Q: Is it possible for him to get a fair trial?

A: That's another issue. One of the persons who is calling for a war crimes tribunal in Iraq is Shiite leader Abdul Aziz al-Hakim, current president of the interim Governing Council. Sixty-three members of his family were killed by Saddam Hussein. I'm willing to concede that the man is an upright man, but I don't know if saints exist to that extent in the world where he has no sense of vindictiveness about this. That's a problem that a lot of the people involved in this have talked about, and for those reasons I really think it is important that any trial occurs in The Hague.

Q: Are there other reasons why any trial should be conducted by the existing format of international war crimes tribunals?

A: There has never been such a tribunal in Iraq before. It's being created from scratch, most of the judges with long experience in Iraq are Baathists and there's no constitution in Iraq. Under what statutes can he be tried?

Q: Does it matter if he gets a fair trial?

A: I think it does matter. First, Saddam still has supporters, and to satisfy those supporters, it's important that any trial is conducted through a fair process. Otherwise, it could be construed that he was treated unfairly.

I also think it's important for Iraq. If there is going to be a new Iraq, it must be founded on the principles of law and fairness. It would not [. . .] bode well that the country's first act would be to railroad someone even as despised as Saddam Hussein.

The point is important because it is fundamental to the integrity of our justice system (and what separates us from brute force governments like that of the Taliban, where the "moral" verdict is often twisted to suit political and religo-fanatic ends).

The case for Saddam should be required to be rigorous enough that it can withstand any scrutiny - and prove conclusively the fact of Saddam's guilt beyond any possible objection by partisan Baathists or other sympathizers/apologists for his evil regime.

The same is true of Osama bin Laden - for whom a fair trial is equally if not even more important. A fair trial for Osama - made rigorous and airtight - will help make our case to the Arab world that OBL is not their advocate, but rather a liar and a heretic, who has abused Islam. Only a fair trial can make such conclusions rigorous - and this is essential if we are to succeed in remaking the Middle East.

Howard Dean gets it:

The Monitor asked: Where should Osama bin Laden be tried if he's caught? Dean said he didn't think it made any difference, and if he were president he would consult with his lawyers for advice on the subject.

But wouldn't most Americans feel strongly that bin Laden should be tried in America - and put to death?

"I've resisted pronouncing a sentence before guilt is found," Dean said. "I still have this old-fashioned notion that even with people like Osama, who is very likely to be found guilty, we should do our best not to, in positions of executive power, not to prejudge jury trials. So I'm sure that is the correct sentiment of most Americans, but I do think if you're running for president, or if you are president, it's best to say that the full range of penalties should be available. But it's not so great to prejudge the judicial system."

This a noble statement.
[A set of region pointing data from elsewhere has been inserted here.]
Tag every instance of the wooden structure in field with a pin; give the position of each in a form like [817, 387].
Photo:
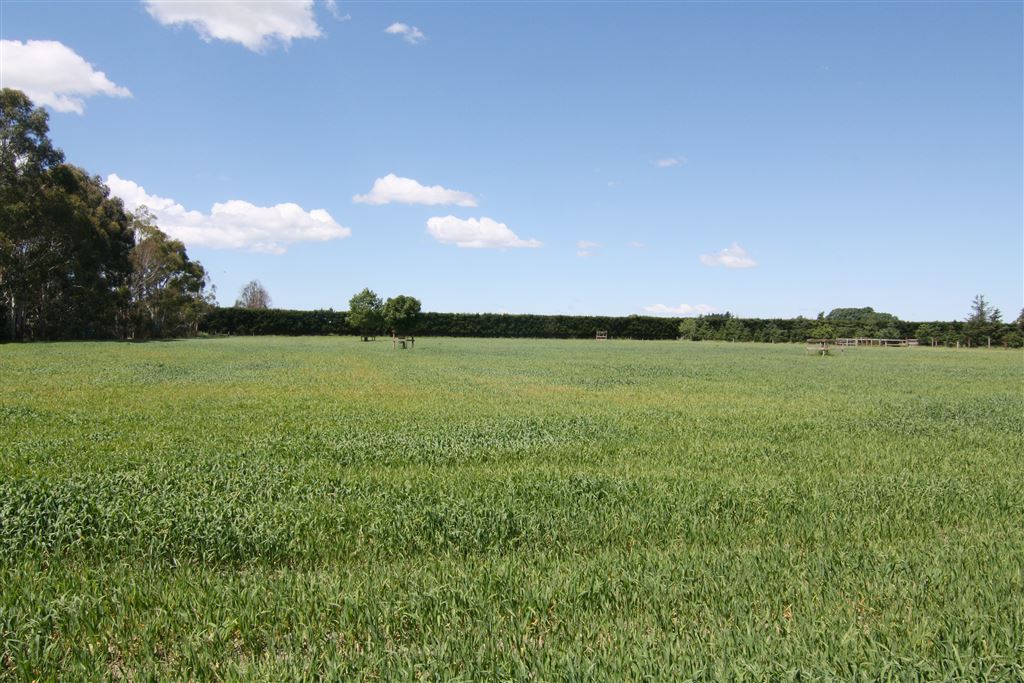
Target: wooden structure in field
[869, 341]
[404, 342]
[822, 346]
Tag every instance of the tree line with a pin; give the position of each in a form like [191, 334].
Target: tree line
[976, 331]
[74, 263]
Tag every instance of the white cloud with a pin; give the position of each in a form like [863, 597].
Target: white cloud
[475, 233]
[407, 190]
[253, 24]
[681, 309]
[730, 257]
[332, 6]
[411, 34]
[232, 224]
[52, 74]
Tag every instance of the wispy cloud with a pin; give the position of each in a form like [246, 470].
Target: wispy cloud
[392, 188]
[475, 233]
[254, 25]
[730, 257]
[410, 34]
[232, 224]
[53, 75]
[681, 309]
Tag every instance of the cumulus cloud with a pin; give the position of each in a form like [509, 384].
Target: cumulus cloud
[254, 24]
[730, 257]
[232, 224]
[410, 34]
[332, 6]
[681, 309]
[407, 190]
[475, 232]
[52, 74]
It is, in a nutshell, why we are better than thugs like Saddam or Osama bin Laden and why any nation built upon their principles inevitably fails or is defeated.
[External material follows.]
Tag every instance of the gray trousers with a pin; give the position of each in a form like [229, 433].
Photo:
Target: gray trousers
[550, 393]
It is also fodder for moral cowards such as Matt Drudge, who has linked to the Concord Monitor story with the astonishingly disingenous and almost-defamatory headline "Dean not ready to pronounce Osama bin Laden guilty..." - in red text to make it stand out all the more.

Arthur Silber acidly comments on the sick mindset of such creatures to which Drudge panders:

Wow. Dean resists "pronouncing a sentence before guilt is found." He doesn't think that executive power should be used to "prejudge" individuals -- and perhaps incarcerate them on an open-ended basis, without recourse to counsel or to any court at all, or even to execute them.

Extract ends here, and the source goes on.